Décret sur l’activité partielle : procédure simplifiée, meilleur remboursement aux entreprises

Pour aider les entreprises à faire face à l’épidémie de coronavirus, le gouvernement a décidé de réformer le mécanisme d’activité partielle, plus connu sous son ancien nom de « chômage partiel ». Première étape avec un décret paru au JO du 26 mars 2020. Au menu, notamment, un meilleur remboursement des entreprises, une réduction des délais d’instruction et une procédure simplifiée.

Date d’entrée en vigueur du nouveau dispositif

Le dispositif exceptionnel d’activité partielle issu du décret est applicable au titre du placement en position d’activité partielle de salariés depuis le 1er mars 2020.

Où adresser la demande et quand ?

L’employeur doit adresser une demande préalable d’autorisation d’activité partielle au préfet du département où est implanté l’établissement concerné (c. trav. art. R. 5122-2).

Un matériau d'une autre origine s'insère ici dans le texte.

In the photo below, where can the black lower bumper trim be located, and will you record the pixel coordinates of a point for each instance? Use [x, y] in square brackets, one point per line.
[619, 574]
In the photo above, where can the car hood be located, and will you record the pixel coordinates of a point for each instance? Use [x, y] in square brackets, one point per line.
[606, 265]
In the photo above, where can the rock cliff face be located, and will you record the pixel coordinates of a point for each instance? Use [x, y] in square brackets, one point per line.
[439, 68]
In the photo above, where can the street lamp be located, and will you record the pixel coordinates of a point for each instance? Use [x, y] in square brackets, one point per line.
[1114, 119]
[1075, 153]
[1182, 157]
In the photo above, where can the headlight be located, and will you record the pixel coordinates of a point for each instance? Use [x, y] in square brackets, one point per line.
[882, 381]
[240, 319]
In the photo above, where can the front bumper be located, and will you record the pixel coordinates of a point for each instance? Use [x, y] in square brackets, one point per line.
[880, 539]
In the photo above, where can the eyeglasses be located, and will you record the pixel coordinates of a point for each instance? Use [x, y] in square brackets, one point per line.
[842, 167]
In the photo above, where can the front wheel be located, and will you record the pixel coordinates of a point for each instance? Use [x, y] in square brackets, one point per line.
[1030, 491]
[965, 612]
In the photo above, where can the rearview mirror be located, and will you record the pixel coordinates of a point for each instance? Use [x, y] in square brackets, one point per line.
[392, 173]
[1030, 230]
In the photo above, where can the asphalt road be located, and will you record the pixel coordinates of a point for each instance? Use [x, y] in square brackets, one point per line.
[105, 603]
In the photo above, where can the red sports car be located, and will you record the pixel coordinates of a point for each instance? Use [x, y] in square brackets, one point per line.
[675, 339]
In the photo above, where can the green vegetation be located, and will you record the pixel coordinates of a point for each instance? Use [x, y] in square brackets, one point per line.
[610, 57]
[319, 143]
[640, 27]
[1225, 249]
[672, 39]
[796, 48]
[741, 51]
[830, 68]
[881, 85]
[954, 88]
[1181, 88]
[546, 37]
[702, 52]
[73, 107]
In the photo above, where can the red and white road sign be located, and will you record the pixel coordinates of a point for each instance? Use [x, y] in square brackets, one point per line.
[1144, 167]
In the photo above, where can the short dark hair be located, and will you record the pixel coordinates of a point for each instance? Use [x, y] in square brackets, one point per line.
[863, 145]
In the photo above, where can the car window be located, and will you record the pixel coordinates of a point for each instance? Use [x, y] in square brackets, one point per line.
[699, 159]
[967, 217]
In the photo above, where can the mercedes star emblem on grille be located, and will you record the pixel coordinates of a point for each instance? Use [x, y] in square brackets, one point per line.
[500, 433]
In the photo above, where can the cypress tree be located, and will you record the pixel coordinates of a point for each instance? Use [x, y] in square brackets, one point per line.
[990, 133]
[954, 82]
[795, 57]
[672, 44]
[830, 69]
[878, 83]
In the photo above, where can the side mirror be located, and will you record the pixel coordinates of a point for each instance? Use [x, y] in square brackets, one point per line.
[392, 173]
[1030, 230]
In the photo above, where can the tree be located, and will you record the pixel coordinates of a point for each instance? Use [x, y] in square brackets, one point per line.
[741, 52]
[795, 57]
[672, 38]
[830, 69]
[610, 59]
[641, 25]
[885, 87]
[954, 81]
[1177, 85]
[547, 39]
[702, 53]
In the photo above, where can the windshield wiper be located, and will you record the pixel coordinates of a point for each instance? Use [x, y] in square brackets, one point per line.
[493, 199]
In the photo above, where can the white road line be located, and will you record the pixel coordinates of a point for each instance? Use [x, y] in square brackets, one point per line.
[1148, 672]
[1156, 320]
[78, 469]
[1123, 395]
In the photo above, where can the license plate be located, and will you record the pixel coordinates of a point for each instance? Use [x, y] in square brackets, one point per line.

Rappelons que la demande se fait par voie dématérialisée sur Internet : http://activitepartielle.emploi.gouv.fr

Le décret prévoit désormais que les circonstances de caractère exceptionnel (ex. : contexte de l’épidémie du coronavirus) font partie des dérogations possibles à la règle de la demande préalable (c. trav. art. R. 5122-3 modifié).

L’employeur a alors 30 jours pour déposer sa demande à compter du placement des salariés en activité partielle.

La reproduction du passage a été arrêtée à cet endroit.